New employer uses Terraform, so I’ve finally had a reason to grok Terraform and what it can do. I’m not convinced it is better than CloudFormation. Here are my thoughts on it.
Pros
- Terraform can manage more than just AWS Resources. Useful if you need to orchestrate across multiple clouds, but I’d fear the dependency issues there. At my ex-job I’d have been very interested in how Terraform could control both AWS and Chef.
- terraform plan is way easier to read that CF ChangeSets
- Back in the day it probably supported more AWS Products. CF has caught up in the last year.
- Before YAML templates, Terraform was much easier to read and could even be commented.
- Modules are good for code re-use, and can be versioned with git commit or version tags.
- You can actually add existing resources into terraform management with terraform import
- Terraform can manage files locally (useful for uploading a lambda.zip)
Cons
- Remote state is awful. I hear it’s better in the latest version 0.9.
- CloudFormation can tell you what stack a resource is owned by. No such ability in Terraform.
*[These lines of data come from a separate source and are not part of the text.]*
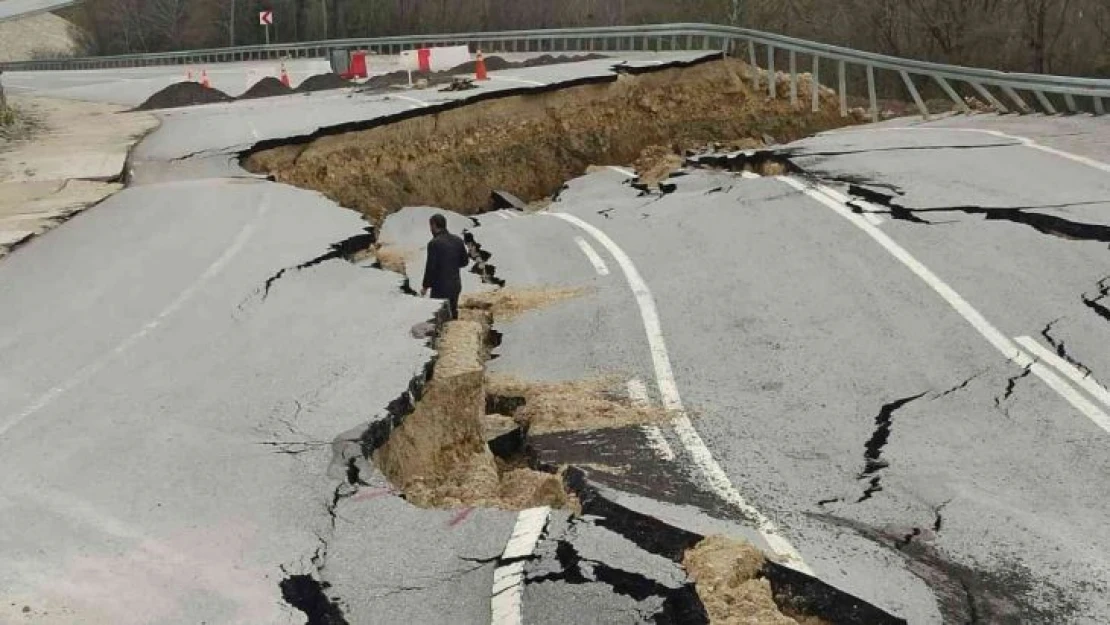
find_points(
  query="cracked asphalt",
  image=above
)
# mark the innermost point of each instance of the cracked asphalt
(187, 374)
Hope you thought of and enforce a good tagging strategy before you deployed your first resources.
- CloudFormation has much better options for generating and managing Instance UserData. Heaven help you if accidentally change your UserData in terraform.
- Terraform ignores the aws:: tags when showing a plan. You need to manually check for that if doing an import/plan/apply.
I’m not about to go and re-write all my automation CloudFormation Templates as terraform. I like deploying these via templates in an a-la-carte fashion depending on my needs. My latest automation did get a terraform module to wrap the CFT since Terraform does support CloudFormation as a resource.